Emil 107



ISTERIA DELL'ETERNITà

Capisco che si possa avere il gusto della Croce, ma riprodurre tutti i giorni l'avvenimento trito del Calvario ha un che di meraviglioso, di insensato e di stupido. Poiché alla fine anche il Salvatore, se si abusa delle sue malie, è tedioso al pari di chiunque altro.
I santi furono dei grandi perversi, come le sante furono delle magnifiche voluttuose. Gli uni e le altre - folli di una sola idea - trasformarono la croce in vizio. La "profondità" è la dimensione di coloro che non sono in grado di variare i loro pensieri e i loro appetiti, e che esplorano una stessa ragione del piacere e del dolore. Attenti al fluttuare degli istanti, non siamo capaci di ammettere un avvenimento assoluto: Gesù non potrebbe dividere la storia in due, né l'irruzione della Croce spezzare il corso imparziale del tempo.
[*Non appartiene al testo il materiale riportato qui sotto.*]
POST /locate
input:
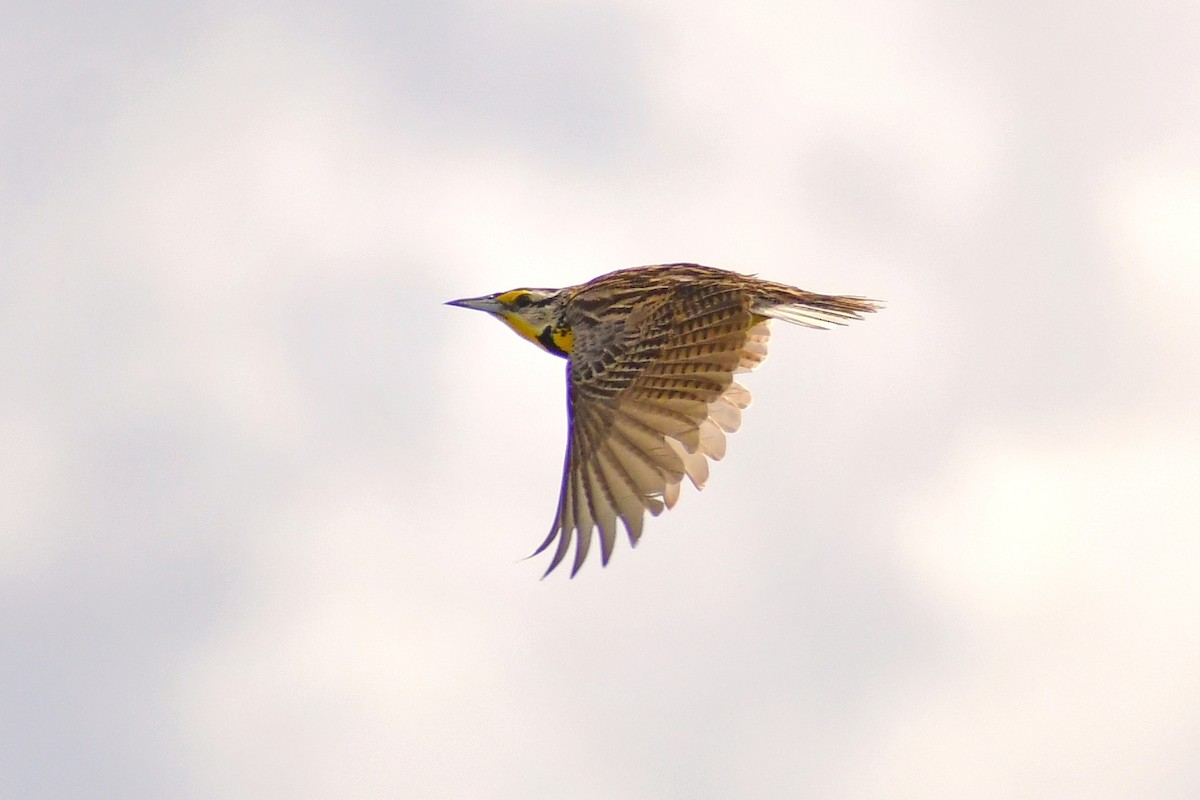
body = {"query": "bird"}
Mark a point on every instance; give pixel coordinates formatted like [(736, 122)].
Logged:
[(651, 355)]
Il pensiero religioso - forma di pensiero ossessivo - sottrae all'insieme degli avvenimenti una porzione temporale e la investe di tutti gli attributi dell'Incondizionato.
è in questo modo che gli dèi e i loro figli furono possibili...
La vita è il luogo delle mie infatuazioni: tutto ciò che strappo all'indifferenza glielo restituisco quasi immediatamente. Non così agiscono i santi: essi scelgono una volta per tutte. Io vivo per distaccarmi da tutto quello che amo, loro per infatuarsi di un solo oggetto; io assaporo l'eternità, loro vi si inabissano.
Le meraviglie della terra - e, a maggior ragione, quelle del cielo - provengono da un'isteria duratura. La santità: terremoto del cuore, annientamento a furia di credere, espressione culminante della sensibilità fanatica, deformità trascendente... Fra un illuminato e un semplice di spirito vi è maggiore corrispondenza che non fra il primo e uno scettico. Ecco tutta la distanza che separa la fede dalla conoscenza senza speranza, dall'esistenza senza risultato.
 
TAPPE DELL'ORGOGLIO

Frequentando la follia dei santi, vi capita di dimenticare i vostri limiti, le vostre catene, i vostri fardelli, e di esclamare: "Io sono l'anima del mondo; imporporo l'universo con i miei ardori. Ormai non vi sarà più notte: ho preparato la festa eterna degli astri; il sole è superfluo: tutto riluce, e le pietre sono più lievi delle ali degli angeli".
Poi, tra la frenesia e il raccoglimento: "Se non sono questa Anima, almeno aspiro ad esserlo. Non ho forse dato il mio nome a tutti gli oggetti? Tutto mi proclama, dai letamai alle volte celesti: non sono io il silenzio e il frastuono delle cose?"
E, al punto più basso, passata la sbornia: "Sono la tomba delle faville, il ludibrio del verme, una carogna che importuna l'azzurro, un emulo carnevalesco dei cieli, un ex Nulla senza nemmeno il privilegio di essere mai imputridito. Sono dunque giunto a tale perfezione d'abisso da non aver più spazio per decadere?"